The subjective nature of body image makes it challenging for patients to recognize negative body image; having a PCP can help them make sense of it. Middle-aged patients generally appreciated physicians discussing the norms for their age (P2, P4, P7). When P4 was concerned about weight gain, she was able to accept her body after her physician joked, “‘At this age, […] if you drink a glass of water, you gain weight.’ I said, ‘Okay, then I have to accept it.’” However, with its subjective nature, PCPs might not always acknowledge body image: P11 pointed out her expectation for her family doctor to notice the “red flags” of her eating disorder because she saw him as “someone who's known me my whole life, knows more or less what I look like when I’m healthy.”
Discussion and Conclusion
This study explored patient expectations of body image conversations in primary care. An emergent finding was how conceptualization of body image shaped physician–patient encounters. As body image is connected to sociocultural influences, mental health, and physical health, it is understandable that patients find current practices centering on weight loss, exercise, and nutrition insufficient. Interestingly, a past study found PCPs also saw body image as an elusive idea and tended to automatically associate it with appearance. 7 Together, there appears to be a need for more patient-facing resources and PCP training in body image. Such training on what body image is and how to initiate culturally competent discussions must be informed by patient experiences.

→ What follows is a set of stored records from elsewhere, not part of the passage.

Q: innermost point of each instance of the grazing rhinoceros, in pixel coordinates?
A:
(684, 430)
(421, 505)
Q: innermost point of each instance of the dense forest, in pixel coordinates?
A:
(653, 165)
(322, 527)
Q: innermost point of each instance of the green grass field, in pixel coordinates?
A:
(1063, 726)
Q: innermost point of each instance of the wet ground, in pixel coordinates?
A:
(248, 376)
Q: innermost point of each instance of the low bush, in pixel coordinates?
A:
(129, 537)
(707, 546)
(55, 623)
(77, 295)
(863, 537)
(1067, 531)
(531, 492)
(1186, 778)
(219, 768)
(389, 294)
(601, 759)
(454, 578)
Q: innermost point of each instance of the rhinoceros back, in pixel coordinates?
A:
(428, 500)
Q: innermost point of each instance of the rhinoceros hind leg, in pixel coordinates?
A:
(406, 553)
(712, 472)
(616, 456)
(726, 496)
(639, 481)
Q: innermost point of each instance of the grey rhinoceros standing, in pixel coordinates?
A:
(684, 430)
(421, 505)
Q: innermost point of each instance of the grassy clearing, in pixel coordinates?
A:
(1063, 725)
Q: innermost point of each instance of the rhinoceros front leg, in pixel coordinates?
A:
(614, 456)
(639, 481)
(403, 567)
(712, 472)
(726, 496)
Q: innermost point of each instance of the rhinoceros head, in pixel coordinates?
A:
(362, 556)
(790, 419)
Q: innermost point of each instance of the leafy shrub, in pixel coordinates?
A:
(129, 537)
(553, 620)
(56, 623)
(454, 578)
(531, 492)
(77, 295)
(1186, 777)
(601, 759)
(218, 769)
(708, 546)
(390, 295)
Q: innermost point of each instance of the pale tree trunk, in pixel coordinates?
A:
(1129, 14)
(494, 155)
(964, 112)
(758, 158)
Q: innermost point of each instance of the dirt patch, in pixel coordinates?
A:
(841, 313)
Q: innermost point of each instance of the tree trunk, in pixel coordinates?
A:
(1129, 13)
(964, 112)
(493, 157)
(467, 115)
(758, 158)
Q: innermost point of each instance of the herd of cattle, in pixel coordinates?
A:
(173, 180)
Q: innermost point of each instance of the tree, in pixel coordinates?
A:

In creating comfortable environments for these sensitive discussions, physicians face the challenge of maintaining professional boundaries while connecting with patients. Recent shifts to emphasize co-creation of health narratives could help develop a framework for “safe” physician–patient relationships (14).
Limitations and Future Directions
We highlight a snapshot of perspectives of 12 patients, who were mostly white or East Asian and university students or white-collar workers, recruited through snowball sampling; an important detail that clarifies the extent to which our findings and conclusions are transferable. Although our findings provide converging evidence with past research about the nature of body image conversations in primary care (7), since body image is socioculturally rooted, future research should unpack the nuances of these conversations across diverse patients and PCPs. We purposefully kept eligibility criteria broad in terms of interactions with PCPs to explore the breadth of experiences, but this limits the depth of analysis. Exploring body image conversations based on specific settings, frequency of visits, or medicalized issues is valuable.
Footnotes
Declaration of Conflicting Interests
The authors declared no potential conflicts of interest with respect to the research, authorship, and/or publication of this article.
Ethical Approval
This study was approved by the Hamilton Integrated Research Ethics Board (#11419), Hamilton, Ontario, Canada.
Funding
The authors received no financial support for the research and/or authorship of this article.
Statement of Human and Animal Rights
All procedures in this study were conducted in accordance with Hamilton Integrated Research Ethics Board (#11419) approved protocols.
Statement of Informed Consent
Written and verbal informed consent was obtained from the patients for their anonymized information to be published in this article.